A lot of applications (in particular games,) have a really hard time making code run in tandem (in the sense that two threads are trying to do parts of the same task,) versus say, a game logic thread, versus a network communications thread, versus threads that do network access asyncronously with the network comm. thread, versus a thread that goes GPU dispatch for rendering. So one application can have a lot of different threads, so to say that HT isn't designed for parallel workloads is funny because you're clumping "parallel workloads" with tasks you would give GPGPU devices, which CPUs suck at doing in the first place.
 
whatever the case HAT you are LONG overdue for a full system upgrade but I guss you you already know that ;)

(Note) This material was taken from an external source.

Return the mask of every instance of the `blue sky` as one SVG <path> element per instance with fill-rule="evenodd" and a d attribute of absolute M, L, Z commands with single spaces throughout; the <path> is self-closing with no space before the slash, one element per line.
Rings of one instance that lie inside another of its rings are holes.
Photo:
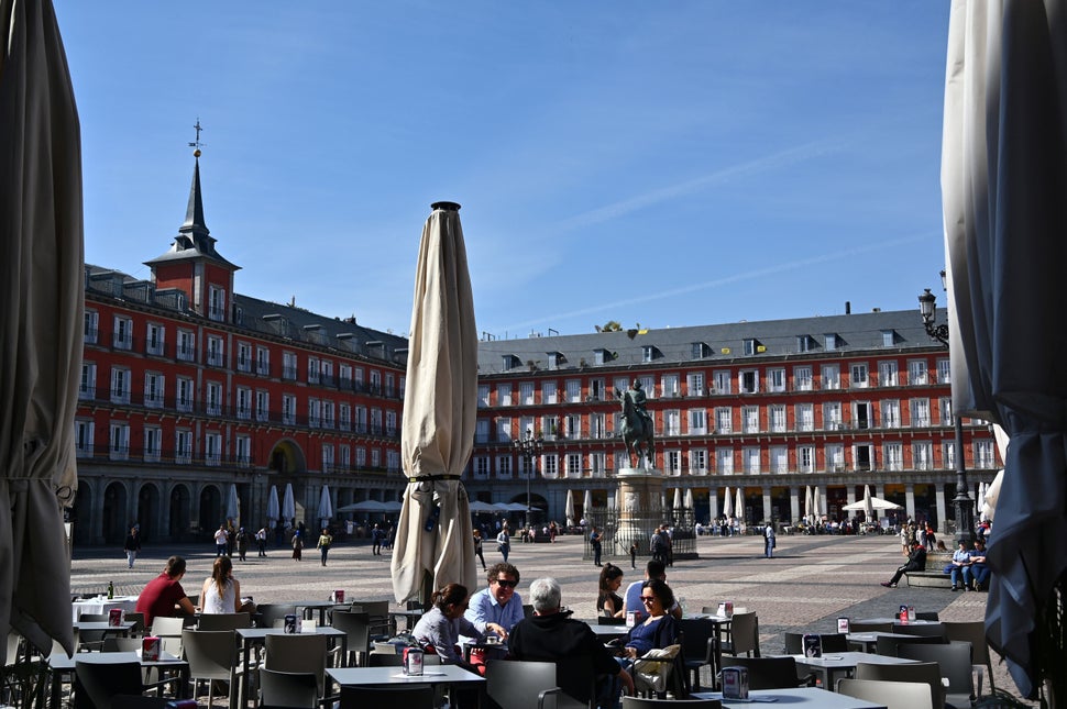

HAT did have an I7 setup but I now have the cpu and he went back to the q6600.
 
I would agree with you if

I was just trying to point out that using 7zip is a terrible way to measure hyperthreading performance.
 
I was just trying to point out that using 7zip is a terrible way to measure hyperthreading performance.
...and I'm telling you that it's not as terrible as you think, there are just limits to what it can do.
 
In my usage HT is hit or miss. Most of the programs I use don't seem to make use of it so it is just not something I feel I should pay for.
 
Running MSE full virus scan while playing SC2 is possible with HT, don't notice any performance hit. With i5 at same clock it seemed to have more latency. Can't really tell a big difference otherwise, i7 is overkill for my use.
 
I was just trying to point out that using 7zip is a terrible way to measure hyperthreading performance.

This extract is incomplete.